Ruth Brown: 01/30/1928 to 11/17/2006
“When Atlantic first recorded me, you know, I did ballads like ‘So Long’ and stuff from Broadway shows; Ethel Waters stuff, too. But one day I looked around and I had a tune with the tempo changed. And that they called rhythm & blues.”
So the woman dubbed “Miss Rhythm,” the singer whose smash hit records of the early 1950s kicked opened the door for rock ‘n’ roll, recalled in our conversation of February 2003.
Ruth Weston Brown had then been fighting the damaging effects of a stroke for three years, and had just, with the tenacity and gleeful gall she’d brought to lyrics and to life, regained her ability to speak at all, then to sing again. How well she could now belt it out is documented in the film version of the Radio City blues show she’d taken part in just days before, the Martin Scorsese-produced Lightning In A Bottle. Brown died of a heart attack and stroke on November 17; she was 78.
In memory, though, and in the history of American music, this Rock and Roll Hall of Famer will always be that hot and feisty young woman who let loose “Mama, He Treats Your Daughter Mean”, “Teardrops In My Eyes”, “5-50-15 Hours” and “Wild, Wild Young Men”, performances that transformed expectations of what women were able to say, how grittily they might be singing — and what they could take up the charts. When the Atlantic Records that would later give us Ray Charles and Aretha and even Led Zeppelin was in its infancy, Ruth Brown kept it afloat.

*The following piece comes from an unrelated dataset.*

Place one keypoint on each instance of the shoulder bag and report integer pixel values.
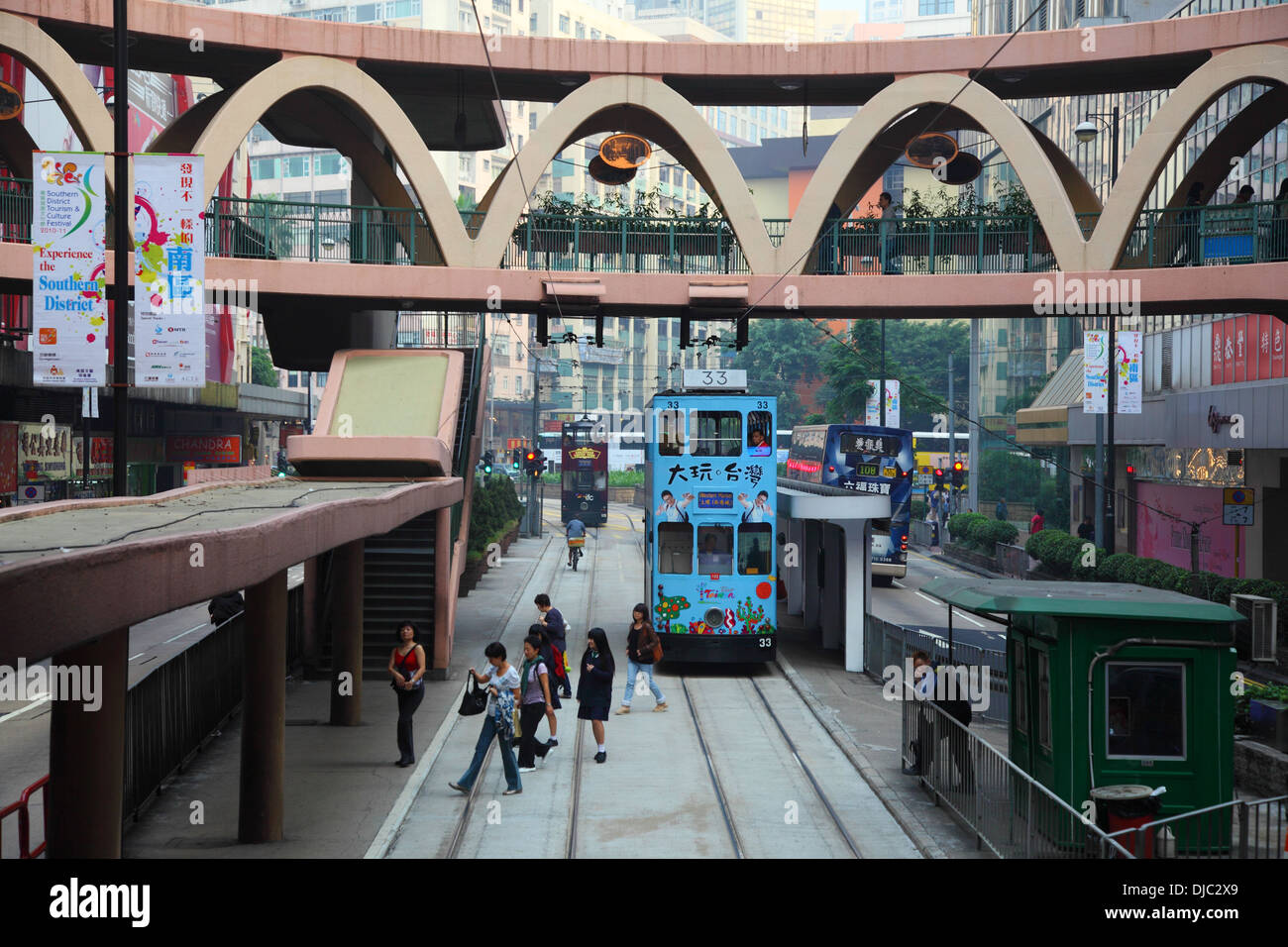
(475, 699)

With her style out of favor in the late ’60s and memories too short, she could have been found, if anyone had been looking, working on Long Island as a housemaid. That personal affront and career dip no more set her back than had her starting point, as daughter of a Methodist choir director in Virginia, one of seven children who needed to spend their summers picking cotton.
A second generation of fans came to know Brown on her comeback go-round beginning in the late ’70s. She played the DJ “Motormouth Maybelle” in John Waters’ Hairspray, authoritatively hosted the National Public Radio music broadcasts “Harlem Hit Parade” and “Blues Stage”, and won a Tony for her role in the Broadway musical Black And Blue. Her colorful, detailed Gleason Award-winning autobiography, Miss Rhythm, was published in 1996 and remains in print.
Brown’s comeback led to a steady stream, once again, of concert and club dates — and her fight to make it better for the many R&B artists of the ’40s and ’50s who’d been exploited by record labels small and large. Atlantic would pay back royalties to almost 40 acts as a direct result of her efforts.
“This Little Girl’s Gone Rockin”, “I Wanna Do More”, “I’ll Get Along Somehow” and “I’ll Come Back Someday” were among her hit titles, and they tell a lot of the Ruth Brown story.
Let’s add one more now, from a hit of 1951: “Shine On”.